Sag’ mal Lui – kannst du nicht einfach mit dem Kopf nicken, wenn du ‚ja’ meinst?, blitzte plötzlich eine Idee in ihr auf.
„Nein!“, bestätigte Lui sofort und nickte dabei mehrmals heftig mit dem Kopf.
„Wieso sind wir nicht gleich darauf gekommen?“, wunderte sich Kishou. „Damit können wir uns ja dann fast schon richtig unterhalten!“
Lui trat von einem Bein auf das andere und nickte wieder mit dem Kopf.
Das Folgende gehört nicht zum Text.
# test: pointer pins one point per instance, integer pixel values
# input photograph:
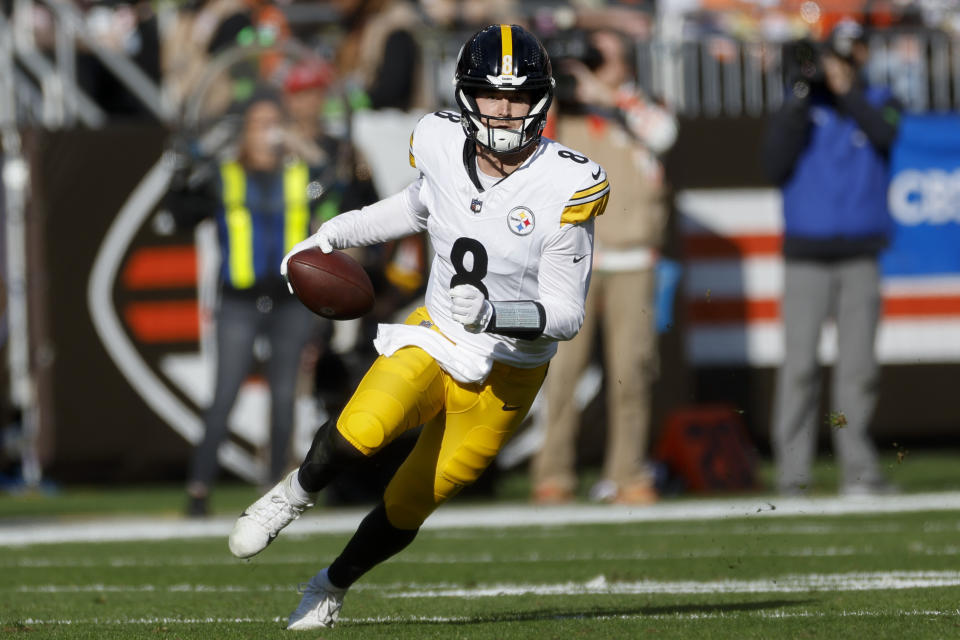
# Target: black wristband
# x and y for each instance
(517, 319)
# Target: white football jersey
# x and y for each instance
(527, 237)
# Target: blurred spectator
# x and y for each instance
(612, 121)
(262, 208)
(828, 149)
(129, 29)
(202, 28)
(382, 58)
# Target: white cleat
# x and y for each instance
(262, 521)
(320, 606)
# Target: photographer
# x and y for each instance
(827, 148)
(612, 121)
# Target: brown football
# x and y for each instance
(332, 285)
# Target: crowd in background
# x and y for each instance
(386, 59)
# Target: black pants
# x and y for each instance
(240, 319)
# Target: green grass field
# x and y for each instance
(747, 575)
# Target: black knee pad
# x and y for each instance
(328, 455)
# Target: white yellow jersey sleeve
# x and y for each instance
(527, 237)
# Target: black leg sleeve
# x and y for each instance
(329, 454)
(375, 541)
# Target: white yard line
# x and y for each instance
(491, 517)
(599, 586)
(776, 615)
(413, 557)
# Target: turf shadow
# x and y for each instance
(583, 613)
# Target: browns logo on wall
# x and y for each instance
(128, 309)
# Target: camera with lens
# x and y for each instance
(803, 59)
(572, 46)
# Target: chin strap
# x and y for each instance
(517, 319)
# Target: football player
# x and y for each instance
(510, 216)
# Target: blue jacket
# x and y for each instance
(835, 190)
(261, 216)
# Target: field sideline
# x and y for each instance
(747, 567)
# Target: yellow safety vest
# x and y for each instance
(239, 222)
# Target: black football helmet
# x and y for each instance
(503, 57)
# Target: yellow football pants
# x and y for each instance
(465, 425)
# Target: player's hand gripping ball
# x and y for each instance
(332, 285)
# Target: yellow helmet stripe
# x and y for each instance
(506, 48)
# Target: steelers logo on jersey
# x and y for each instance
(521, 221)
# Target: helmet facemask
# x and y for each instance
(503, 59)
(521, 133)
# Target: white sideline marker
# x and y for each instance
(497, 517)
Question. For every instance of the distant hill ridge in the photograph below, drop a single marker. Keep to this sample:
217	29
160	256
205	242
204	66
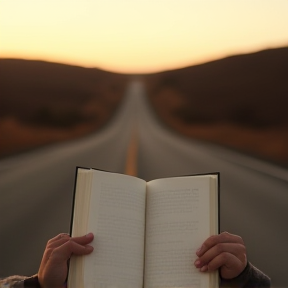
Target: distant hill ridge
249	89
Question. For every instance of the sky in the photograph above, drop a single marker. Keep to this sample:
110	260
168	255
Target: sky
139	36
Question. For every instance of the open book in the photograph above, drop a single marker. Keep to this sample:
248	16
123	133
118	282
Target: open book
145	233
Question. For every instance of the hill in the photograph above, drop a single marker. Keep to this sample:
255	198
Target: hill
239	101
44	102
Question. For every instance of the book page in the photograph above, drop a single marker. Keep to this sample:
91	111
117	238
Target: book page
117	219
177	223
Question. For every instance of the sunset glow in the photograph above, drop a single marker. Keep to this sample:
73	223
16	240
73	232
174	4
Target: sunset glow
137	36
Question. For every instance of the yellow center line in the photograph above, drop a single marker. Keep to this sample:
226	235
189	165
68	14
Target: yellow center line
131	160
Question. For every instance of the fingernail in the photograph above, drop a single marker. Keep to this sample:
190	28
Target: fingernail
90	248
197	263
204	268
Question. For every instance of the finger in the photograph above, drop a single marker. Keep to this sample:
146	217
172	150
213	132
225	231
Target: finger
236	249
230	266
224	237
83	240
64	252
54	243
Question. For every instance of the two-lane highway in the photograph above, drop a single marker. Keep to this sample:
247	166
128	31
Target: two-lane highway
36	188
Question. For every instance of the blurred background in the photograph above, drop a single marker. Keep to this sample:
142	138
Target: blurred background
148	88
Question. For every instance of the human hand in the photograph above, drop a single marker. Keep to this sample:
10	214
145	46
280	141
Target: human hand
225	252
54	267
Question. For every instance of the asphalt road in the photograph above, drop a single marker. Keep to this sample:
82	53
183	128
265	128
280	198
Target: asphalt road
36	188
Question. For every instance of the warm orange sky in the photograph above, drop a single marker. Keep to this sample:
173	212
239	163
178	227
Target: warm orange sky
139	35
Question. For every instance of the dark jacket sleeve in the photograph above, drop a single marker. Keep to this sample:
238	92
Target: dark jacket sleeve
251	277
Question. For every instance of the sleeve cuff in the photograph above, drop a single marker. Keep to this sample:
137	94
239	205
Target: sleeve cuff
32	282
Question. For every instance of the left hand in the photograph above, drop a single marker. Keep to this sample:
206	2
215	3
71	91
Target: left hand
226	252
54	267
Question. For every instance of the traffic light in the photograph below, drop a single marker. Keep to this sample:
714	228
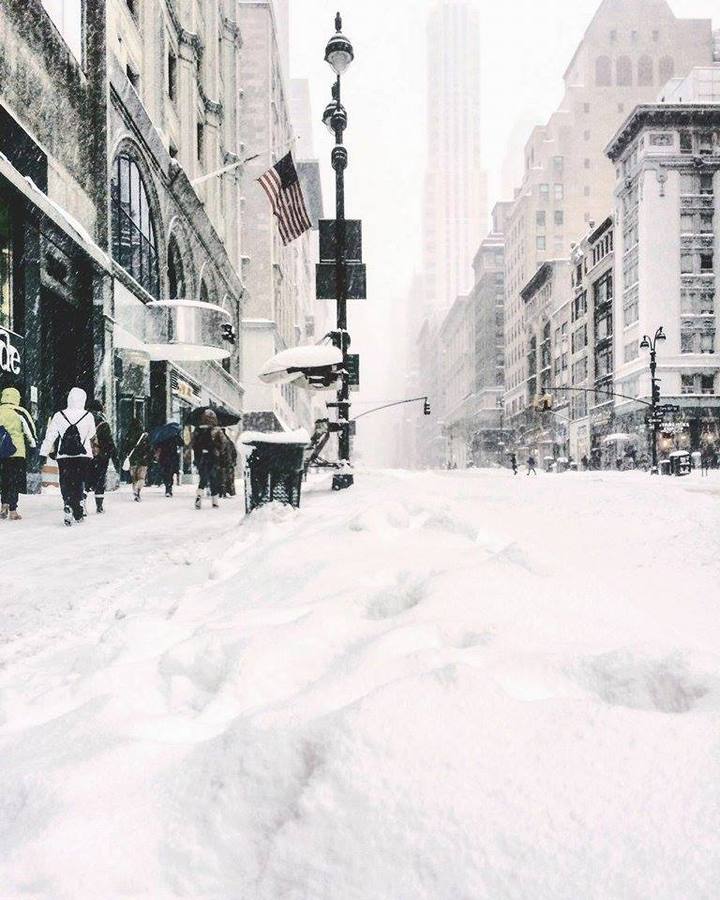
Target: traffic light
227	331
„Es war wohl zu einfach, um darauf zu kommen!“, lachte sie. Eine Feststellung, die von einem Kopfnicken, begleitet von Krächzenden Lauten Luis Zustimmung fand.
„Sind die anderen noch da, wo wir uns zuletzt getroffen haben?“, wollte Kishou wissen.
„Nein!“, kam es bestimmt von Lui. Das von Kishou erwartete Kopfnicken blieb allerdings aus.
„Du meinst, sie sind jetzt woanders?“, fragte sie sicherheitshalber noch einmal nach.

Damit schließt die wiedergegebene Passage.